Dylann Roof, um jovem branco de 21 anos de feições ainda adolescentes, foi preso em Shelby, na Carolina do Norte, a cerca de quatro horas de distância do local do massacre, segundo anunciou o chefe da polícia de Charleston, Gregory Mullen.
O jovem, que se rendeu sem resistência durante uma blitz da polícia, havia passado uma hora com os fiéis de uma das igrejas mais emblemáticas do país, forte símbolo da história da comunidade negra no sul dos Estados Unidos, marcado pela escravidão, movimentos de luta pelos direitos civis e as atuais tensões raciais.

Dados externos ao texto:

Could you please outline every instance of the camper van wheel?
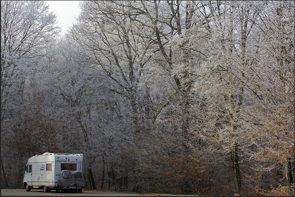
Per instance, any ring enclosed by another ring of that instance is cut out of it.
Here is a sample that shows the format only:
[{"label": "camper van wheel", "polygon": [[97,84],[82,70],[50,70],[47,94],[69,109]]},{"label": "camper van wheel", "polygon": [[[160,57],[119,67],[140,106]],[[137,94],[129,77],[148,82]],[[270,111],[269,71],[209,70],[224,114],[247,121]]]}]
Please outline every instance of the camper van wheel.
[{"label": "camper van wheel", "polygon": [[31,191],[31,187],[29,187],[28,185],[25,185],[25,191],[29,192]]},{"label": "camper van wheel", "polygon": [[44,186],[43,187],[43,192],[49,192],[50,191],[50,189],[49,187]]}]

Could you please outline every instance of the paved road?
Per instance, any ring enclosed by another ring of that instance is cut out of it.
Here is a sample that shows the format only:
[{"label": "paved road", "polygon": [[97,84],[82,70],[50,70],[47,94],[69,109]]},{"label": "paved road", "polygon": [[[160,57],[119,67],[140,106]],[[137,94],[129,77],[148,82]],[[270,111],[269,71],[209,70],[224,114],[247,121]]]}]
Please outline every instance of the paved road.
[{"label": "paved road", "polygon": [[[82,193],[56,193],[55,190],[45,193],[42,189],[32,189],[30,192],[26,192],[24,189],[1,189],[1,196],[161,196],[150,194],[140,194],[128,193],[118,193],[110,192],[99,192],[91,190],[83,190]],[[163,195],[164,196],[164,195]],[[165,195],[166,196],[166,195]]]}]

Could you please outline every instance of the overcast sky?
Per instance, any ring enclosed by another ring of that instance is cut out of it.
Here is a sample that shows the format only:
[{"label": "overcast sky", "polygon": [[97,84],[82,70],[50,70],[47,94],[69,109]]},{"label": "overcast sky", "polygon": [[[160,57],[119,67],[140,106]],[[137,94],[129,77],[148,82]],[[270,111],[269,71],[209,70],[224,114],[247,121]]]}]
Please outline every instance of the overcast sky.
[{"label": "overcast sky", "polygon": [[79,0],[45,0],[49,6],[49,11],[56,15],[57,25],[62,28],[62,35],[65,34],[78,17],[80,12]]}]

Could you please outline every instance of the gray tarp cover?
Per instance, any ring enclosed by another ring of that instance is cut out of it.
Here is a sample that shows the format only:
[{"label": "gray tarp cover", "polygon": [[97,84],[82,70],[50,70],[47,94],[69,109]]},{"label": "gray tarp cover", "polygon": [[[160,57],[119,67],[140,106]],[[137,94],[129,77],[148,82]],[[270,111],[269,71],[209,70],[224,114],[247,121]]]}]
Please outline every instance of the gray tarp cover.
[{"label": "gray tarp cover", "polygon": [[57,179],[57,184],[59,186],[84,186],[85,181],[83,178],[83,173],[77,171],[74,172],[74,175],[69,170],[62,171],[61,176]]},{"label": "gray tarp cover", "polygon": [[84,186],[85,185],[85,180],[83,178],[83,173],[81,171],[76,171],[73,173],[75,177],[75,185],[78,186]]}]

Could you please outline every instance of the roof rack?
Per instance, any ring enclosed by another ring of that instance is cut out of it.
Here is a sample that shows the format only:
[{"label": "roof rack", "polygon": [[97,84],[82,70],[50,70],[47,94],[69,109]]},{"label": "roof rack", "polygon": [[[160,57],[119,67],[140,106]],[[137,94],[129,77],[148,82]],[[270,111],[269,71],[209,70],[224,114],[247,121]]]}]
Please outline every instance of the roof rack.
[{"label": "roof rack", "polygon": [[49,155],[51,154],[57,154],[57,155],[82,155],[81,153],[50,153],[48,152],[44,153],[42,154],[43,155]]}]

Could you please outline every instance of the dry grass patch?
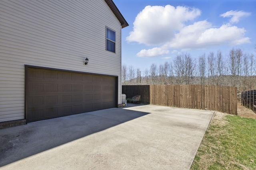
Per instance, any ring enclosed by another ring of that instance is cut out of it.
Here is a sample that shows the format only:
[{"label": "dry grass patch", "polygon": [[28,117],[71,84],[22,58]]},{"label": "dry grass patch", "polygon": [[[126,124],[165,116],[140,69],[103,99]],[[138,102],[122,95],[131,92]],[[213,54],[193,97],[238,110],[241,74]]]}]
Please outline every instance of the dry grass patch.
[{"label": "dry grass patch", "polygon": [[190,168],[256,170],[256,119],[215,112]]}]

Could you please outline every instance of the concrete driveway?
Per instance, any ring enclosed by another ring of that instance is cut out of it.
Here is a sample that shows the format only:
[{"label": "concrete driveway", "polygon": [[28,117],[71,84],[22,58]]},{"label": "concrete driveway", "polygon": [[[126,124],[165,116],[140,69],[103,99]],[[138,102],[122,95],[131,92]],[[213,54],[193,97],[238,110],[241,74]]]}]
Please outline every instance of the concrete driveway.
[{"label": "concrete driveway", "polygon": [[0,169],[189,169],[214,112],[134,106],[0,129]]}]

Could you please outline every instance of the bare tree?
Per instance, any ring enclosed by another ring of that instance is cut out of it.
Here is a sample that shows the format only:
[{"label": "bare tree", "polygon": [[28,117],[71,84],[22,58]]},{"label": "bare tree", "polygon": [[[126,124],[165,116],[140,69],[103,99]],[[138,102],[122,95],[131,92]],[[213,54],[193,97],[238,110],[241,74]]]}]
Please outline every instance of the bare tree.
[{"label": "bare tree", "polygon": [[152,84],[156,84],[156,79],[157,78],[157,66],[156,64],[153,63],[150,66],[150,77],[152,80]]},{"label": "bare tree", "polygon": [[223,60],[223,57],[222,53],[220,51],[217,53],[217,63],[216,66],[217,70],[216,71],[217,75],[217,80],[216,85],[217,86],[223,86],[224,85],[224,74],[225,74],[226,66],[225,62]]},{"label": "bare tree", "polygon": [[168,72],[170,69],[170,65],[167,61],[164,63],[164,84],[167,84],[167,79],[168,78]]},{"label": "bare tree", "polygon": [[206,61],[205,54],[204,54],[198,58],[198,72],[200,78],[200,84],[206,84]]},{"label": "bare tree", "polygon": [[130,80],[130,84],[134,85],[134,78],[135,78],[135,71],[133,66],[130,65],[128,70],[128,77]]},{"label": "bare tree", "polygon": [[178,84],[193,83],[193,78],[195,67],[194,60],[190,54],[177,55],[174,61],[173,70]]},{"label": "bare tree", "polygon": [[141,84],[141,71],[140,68],[137,68],[137,84]]},{"label": "bare tree", "polygon": [[168,75],[169,78],[168,81],[169,83],[170,84],[174,84],[174,69],[172,66],[172,64],[170,62],[168,63],[169,67],[168,69]]},{"label": "bare tree", "polygon": [[230,70],[231,74],[231,84],[232,86],[240,87],[239,76],[241,76],[241,60],[242,52],[241,49],[234,50],[232,49],[229,52]]},{"label": "bare tree", "polygon": [[149,81],[148,80],[148,73],[149,71],[147,68],[145,69],[144,71],[144,78],[145,80],[145,84],[148,85],[149,84]]},{"label": "bare tree", "polygon": [[208,84],[215,85],[215,76],[216,76],[216,66],[215,61],[216,59],[214,57],[214,53],[210,52],[208,57]]},{"label": "bare tree", "polygon": [[164,65],[160,64],[159,65],[158,68],[158,72],[159,73],[158,79],[160,84],[163,84],[164,82]]},{"label": "bare tree", "polygon": [[127,66],[124,64],[122,67],[122,82],[123,85],[127,85],[126,77],[127,76]]}]

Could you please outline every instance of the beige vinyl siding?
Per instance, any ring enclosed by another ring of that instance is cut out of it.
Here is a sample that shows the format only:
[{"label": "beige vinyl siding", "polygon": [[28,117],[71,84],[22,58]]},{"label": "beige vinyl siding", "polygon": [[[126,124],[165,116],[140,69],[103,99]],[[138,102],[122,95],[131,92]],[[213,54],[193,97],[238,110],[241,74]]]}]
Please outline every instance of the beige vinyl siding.
[{"label": "beige vinyl siding", "polygon": [[0,122],[24,118],[25,65],[118,76],[121,102],[121,27],[104,0],[4,0],[0,11]]}]

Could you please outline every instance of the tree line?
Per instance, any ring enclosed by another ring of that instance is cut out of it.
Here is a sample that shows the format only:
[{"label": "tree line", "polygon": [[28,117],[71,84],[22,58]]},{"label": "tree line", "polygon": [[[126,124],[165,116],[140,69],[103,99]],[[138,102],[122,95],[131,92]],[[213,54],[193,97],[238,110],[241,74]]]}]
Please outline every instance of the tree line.
[{"label": "tree line", "polygon": [[220,51],[203,54],[197,59],[189,53],[172,61],[142,71],[122,65],[122,85],[202,84],[236,86],[238,92],[256,89],[256,57],[232,48],[224,57]]}]

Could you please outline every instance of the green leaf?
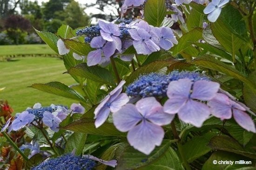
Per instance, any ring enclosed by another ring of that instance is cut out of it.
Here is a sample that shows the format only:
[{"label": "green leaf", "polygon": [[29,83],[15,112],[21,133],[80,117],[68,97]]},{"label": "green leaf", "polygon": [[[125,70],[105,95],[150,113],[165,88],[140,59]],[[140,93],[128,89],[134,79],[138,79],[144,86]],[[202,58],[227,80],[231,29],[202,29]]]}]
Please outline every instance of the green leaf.
[{"label": "green leaf", "polygon": [[59,54],[59,51],[57,47],[57,42],[59,39],[58,37],[51,32],[40,31],[36,29],[35,30],[41,38],[56,53]]},{"label": "green leaf", "polygon": [[178,53],[185,50],[187,48],[191,45],[189,42],[197,41],[199,39],[202,38],[202,29],[197,28],[183,34],[180,39],[177,45],[172,48],[172,55],[176,55]]},{"label": "green leaf", "polygon": [[[110,161],[115,159],[120,155],[119,152],[122,152],[125,148],[129,146],[129,145],[126,142],[120,143],[115,144],[108,148],[101,157],[101,159],[105,161]],[[107,165],[101,164],[96,167],[96,170],[105,170],[107,167]]]},{"label": "green leaf", "polygon": [[69,25],[62,24],[58,29],[57,35],[63,38],[70,38],[75,36],[75,31]]},{"label": "green leaf", "polygon": [[151,164],[166,154],[170,145],[174,142],[173,140],[164,140],[161,145],[156,147],[149,155],[144,155],[129,146],[120,157],[116,170],[135,170]]},{"label": "green leaf", "polygon": [[252,82],[236,69],[216,59],[211,56],[206,55],[196,58],[189,63],[222,72],[226,75],[241,80],[249,87],[256,89],[255,82]]},{"label": "green leaf", "polygon": [[212,53],[213,54],[217,55],[229,61],[232,61],[232,57],[229,54],[226,53],[225,51],[215,47],[209,44],[197,42],[194,42],[193,43],[193,44],[199,47],[203,48],[204,50],[206,50]]},{"label": "green leaf", "polygon": [[[256,60],[254,59],[254,62]],[[251,73],[248,77],[249,80],[253,82],[256,82],[256,71]],[[251,87],[245,84],[243,89],[243,98],[246,105],[250,107],[254,112],[256,112],[256,91],[253,90]]]},{"label": "green leaf", "polygon": [[103,84],[115,86],[111,73],[107,69],[98,66],[88,67],[86,63],[82,63],[71,67],[68,73],[71,75],[80,76]]},{"label": "green leaf", "polygon": [[195,159],[206,154],[212,150],[207,144],[216,133],[209,132],[202,136],[196,136],[183,146],[183,150],[186,151],[186,159],[189,163],[192,162]]},{"label": "green leaf", "polygon": [[161,157],[156,162],[141,168],[139,170],[183,170],[184,168],[182,163],[175,151],[170,147],[168,149],[164,155]]},{"label": "green leaf", "polygon": [[220,19],[233,34],[246,42],[249,40],[245,22],[237,9],[227,5],[222,11]]},{"label": "green leaf", "polygon": [[86,141],[87,134],[83,133],[74,132],[67,139],[65,145],[65,153],[70,153],[75,149],[75,155],[82,154],[83,149]]},{"label": "green leaf", "polygon": [[[246,157],[243,157],[239,155],[236,155],[233,153],[230,153],[226,151],[218,151],[214,152],[210,157],[206,161],[205,163],[202,166],[202,170],[240,170],[237,169],[239,168],[244,168],[246,166],[252,166],[252,164],[236,164],[235,161],[243,160],[245,161],[252,161],[247,158]],[[219,161],[234,161],[233,165],[230,164],[219,164]],[[214,161],[217,161],[217,164],[213,164]],[[244,169],[243,170],[247,170]],[[248,170],[250,170],[249,169]]]},{"label": "green leaf", "polygon": [[204,40],[209,44],[217,49],[225,51],[222,44],[218,41],[212,34],[210,26],[208,26],[202,31],[202,37]]},{"label": "green leaf", "polygon": [[145,20],[150,25],[160,26],[166,12],[165,0],[148,0],[145,4]]},{"label": "green leaf", "polygon": [[202,27],[204,15],[200,13],[195,9],[192,9],[189,13],[187,18],[187,27],[189,31],[196,27]]},{"label": "green leaf", "polygon": [[87,56],[88,53],[93,50],[88,44],[85,44],[69,39],[62,39],[62,40],[67,47],[73,52],[80,55]]},{"label": "green leaf", "polygon": [[126,81],[126,84],[132,83],[135,80],[137,79],[139,76],[145,73],[149,73],[153,72],[156,72],[161,69],[169,66],[173,63],[179,62],[182,60],[157,60],[150,63],[140,67],[135,71],[131,74],[128,76]]},{"label": "green leaf", "polygon": [[225,26],[224,22],[221,19],[211,23],[210,25],[214,37],[231,54],[234,60],[235,55],[243,43],[243,41],[232,33]]},{"label": "green leaf", "polygon": [[45,84],[34,84],[30,87],[78,101],[86,102],[84,98],[80,93],[60,82],[54,82]]},{"label": "green leaf", "polygon": [[117,130],[112,123],[106,122],[96,128],[94,124],[94,120],[89,118],[82,118],[62,127],[66,130],[91,134],[125,136],[125,133]]},{"label": "green leaf", "polygon": [[256,154],[245,150],[236,140],[230,137],[215,136],[212,138],[208,146],[214,149],[227,151],[256,159]]}]

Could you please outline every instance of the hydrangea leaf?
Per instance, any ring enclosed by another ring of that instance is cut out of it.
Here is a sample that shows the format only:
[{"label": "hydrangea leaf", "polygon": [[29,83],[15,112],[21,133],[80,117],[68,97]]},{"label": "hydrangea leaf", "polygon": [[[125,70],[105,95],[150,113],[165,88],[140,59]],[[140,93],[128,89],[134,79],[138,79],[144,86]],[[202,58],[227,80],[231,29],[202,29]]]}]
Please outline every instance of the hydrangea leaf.
[{"label": "hydrangea leaf", "polygon": [[53,49],[56,53],[59,54],[57,48],[57,42],[59,38],[55,34],[47,31],[40,31],[35,29],[35,31],[42,39]]},{"label": "hydrangea leaf", "polygon": [[71,75],[80,76],[96,82],[115,86],[111,73],[107,69],[98,66],[88,67],[86,63],[81,63],[71,67],[68,73]]},{"label": "hydrangea leaf", "polygon": [[[185,157],[189,163],[205,155],[212,150],[207,146],[211,139],[217,134],[209,132],[200,136],[196,136],[189,141],[183,145],[186,151]],[[197,148],[197,149],[195,149]]]},{"label": "hydrangea leaf", "polygon": [[79,55],[87,56],[93,49],[88,44],[85,44],[69,39],[62,39],[65,44],[73,52]]},{"label": "hydrangea leaf", "polygon": [[[256,71],[251,73],[248,78],[253,82],[256,82]],[[253,111],[256,112],[256,92],[253,90],[251,87],[245,84],[243,87],[243,94],[244,101],[246,105],[250,107]]]},{"label": "hydrangea leaf", "polygon": [[216,70],[231,76],[244,82],[252,89],[254,89],[254,91],[256,91],[255,82],[253,82],[251,80],[248,79],[245,76],[243,75],[236,69],[215,59],[211,56],[205,55],[198,57],[189,62],[189,63]]},{"label": "hydrangea leaf", "polygon": [[78,101],[86,102],[84,98],[81,94],[70,88],[68,86],[60,82],[50,82],[45,84],[34,84],[30,87],[45,92],[56,94]]},{"label": "hydrangea leaf", "polygon": [[[85,113],[85,114],[86,114]],[[83,118],[74,121],[61,128],[81,133],[106,136],[125,136],[126,134],[117,130],[112,123],[105,122],[96,128],[94,120]]]},{"label": "hydrangea leaf", "polygon": [[145,5],[145,19],[150,25],[160,26],[165,16],[166,11],[165,0],[148,0]]},{"label": "hydrangea leaf", "polygon": [[120,157],[116,170],[138,169],[154,164],[155,160],[164,156],[168,151],[170,145],[174,142],[175,140],[164,140],[161,145],[155,147],[149,155],[144,155],[132,146],[129,146]]},{"label": "hydrangea leaf", "polygon": [[75,155],[81,155],[83,151],[87,134],[84,133],[74,132],[70,136],[65,145],[64,152],[70,153],[75,149]]},{"label": "hydrangea leaf", "polygon": [[256,153],[246,151],[236,140],[229,137],[215,136],[212,138],[208,145],[214,149],[227,151],[251,159],[256,159]]},{"label": "hydrangea leaf", "polygon": [[202,29],[197,28],[183,34],[180,39],[177,45],[175,46],[173,49],[173,56],[175,56],[191,45],[189,42],[196,42],[200,39],[202,39]]}]

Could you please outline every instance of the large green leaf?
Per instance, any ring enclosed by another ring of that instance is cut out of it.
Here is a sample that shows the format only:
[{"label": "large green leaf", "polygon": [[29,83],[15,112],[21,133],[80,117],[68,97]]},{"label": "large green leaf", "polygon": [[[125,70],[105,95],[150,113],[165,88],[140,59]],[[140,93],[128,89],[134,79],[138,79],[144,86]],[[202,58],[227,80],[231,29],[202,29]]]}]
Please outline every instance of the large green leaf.
[{"label": "large green leaf", "polygon": [[[256,62],[256,60],[255,59],[254,60],[254,62]],[[256,82],[256,71],[251,73],[249,75],[248,79],[253,82]],[[243,89],[243,94],[246,105],[254,112],[256,112],[256,102],[255,102],[256,101],[256,92],[255,90],[253,90],[253,88],[245,84]]]},{"label": "large green leaf", "polygon": [[183,146],[186,151],[185,157],[187,160],[191,163],[194,160],[204,155],[212,150],[207,145],[216,133],[209,132],[202,136],[196,136],[189,141]]},{"label": "large green leaf", "polygon": [[[101,159],[106,161],[110,161],[115,159],[118,157],[118,155],[121,154],[128,146],[129,146],[129,144],[126,142],[120,143],[111,146],[104,152],[101,157]],[[107,167],[106,165],[101,164],[96,167],[96,170],[105,170]]]},{"label": "large green leaf", "polygon": [[34,84],[30,87],[78,101],[86,101],[83,96],[80,93],[60,82],[54,82],[45,84]]},{"label": "large green leaf", "polygon": [[151,62],[143,67],[140,67],[127,78],[126,83],[129,84],[138,78],[139,76],[145,73],[156,72],[161,69],[168,66],[174,63],[179,62],[182,60],[157,60]]},{"label": "large green leaf", "polygon": [[146,155],[128,147],[120,157],[117,170],[136,170],[152,164],[156,160],[164,156],[168,151],[170,145],[174,141],[164,140],[160,146],[156,147],[149,155]]},{"label": "large green leaf", "polygon": [[236,69],[216,59],[211,56],[206,55],[198,57],[189,63],[222,72],[243,82],[252,88],[256,89],[255,82],[251,81]]},{"label": "large green leaf", "polygon": [[218,41],[212,34],[210,26],[208,26],[202,31],[202,37],[204,40],[209,44],[214,47],[225,51],[222,44]]},{"label": "large green leaf", "polygon": [[68,73],[71,75],[80,76],[103,84],[115,85],[111,73],[107,69],[98,66],[88,67],[86,63],[83,63],[71,67]]},{"label": "large green leaf", "polygon": [[69,39],[62,39],[62,40],[67,47],[73,52],[80,55],[87,56],[88,53],[93,50],[88,44]]},{"label": "large green leaf", "polygon": [[237,9],[227,5],[222,11],[220,19],[233,34],[246,42],[249,40],[245,21]]},{"label": "large green leaf", "polygon": [[217,55],[218,56],[226,58],[229,61],[232,61],[232,57],[230,54],[227,53],[220,49],[216,48],[207,43],[193,43],[193,44],[198,46],[199,47],[203,48],[204,50],[207,50],[211,53]]},{"label": "large green leaf", "polygon": [[41,38],[56,53],[59,54],[57,47],[57,42],[59,39],[58,37],[51,32],[40,31],[35,29],[35,30]]},{"label": "large green leaf", "polygon": [[138,170],[183,170],[182,162],[175,151],[169,147],[164,155],[151,164]]},{"label": "large green leaf", "polygon": [[117,130],[112,123],[105,123],[96,128],[94,124],[95,120],[92,119],[82,118],[73,122],[69,125],[62,127],[64,129],[74,132],[91,134],[125,136],[126,134]]},{"label": "large green leaf", "polygon": [[256,153],[245,150],[236,140],[230,137],[215,136],[212,138],[208,146],[214,149],[227,151],[256,159]]},{"label": "large green leaf", "polygon": [[187,27],[189,31],[196,27],[202,27],[204,16],[196,9],[192,9],[187,18]]},{"label": "large green leaf", "polygon": [[164,19],[166,7],[165,0],[148,0],[145,4],[145,20],[150,25],[159,27]]},{"label": "large green leaf", "polygon": [[173,56],[175,56],[191,45],[189,42],[196,42],[202,38],[202,29],[197,28],[183,35],[178,41],[179,43],[172,48]]},{"label": "large green leaf", "polygon": [[[236,164],[235,161],[239,161],[240,160],[244,161],[250,161],[251,159],[248,159],[246,157],[241,156],[239,155],[236,155],[234,153],[230,153],[226,151],[218,151],[214,152],[210,157],[206,161],[204,164],[202,170],[255,170],[254,169],[247,169],[245,167],[249,167],[253,166],[253,164]],[[216,164],[213,164],[214,161],[216,161]],[[224,164],[222,161],[229,161],[229,164]],[[233,164],[230,161],[233,161]],[[242,168],[242,169],[238,169]]]},{"label": "large green leaf", "polygon": [[75,149],[75,155],[80,155],[82,153],[86,141],[86,133],[74,132],[67,139],[65,145],[64,151],[70,153]]}]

O jovem matou a tiros nove pessoas: três homens e seis mulheres. Segundo meios de comunicação, as vítimas tinham entre 26 e 87 anos e entre elas estava o pastor da igreja, Clementa Pinckney, de 41, uma importante figura da comunidade negra local e senador democrata.
O horror deste crime e o simbolismo do local onde foi cometido marcaram profundamente o tom do discurso desta quinta-feira do presidente Barack Obama, também do Partido Democrata.
Contendo com dificuldades sua raiva e expressando sua frustração, o presidente americano denunciou "assassinatos sem sentido".
"Devemos admitir o fato de que este tipo de violência não se observa em outros países desenvolvidos", afirmou Obama, novamente pedindo uma maior regulação das armas de fogo nos Estados Unidos.
"Mais uma vez, pessoas inocentes foram assassinadas, em parte, porque alguém que queria lhes fazer mal não teve problemas em ter uma arma em suas mãos", criticou o presidente.
A natureza racista do crime foi imediatamente evocada.
"O fato de que isso tenha ocorrido em uma igreja negra gera, evidentemente, questionamentos sobre uma página sombria da nossa história", acrescentou.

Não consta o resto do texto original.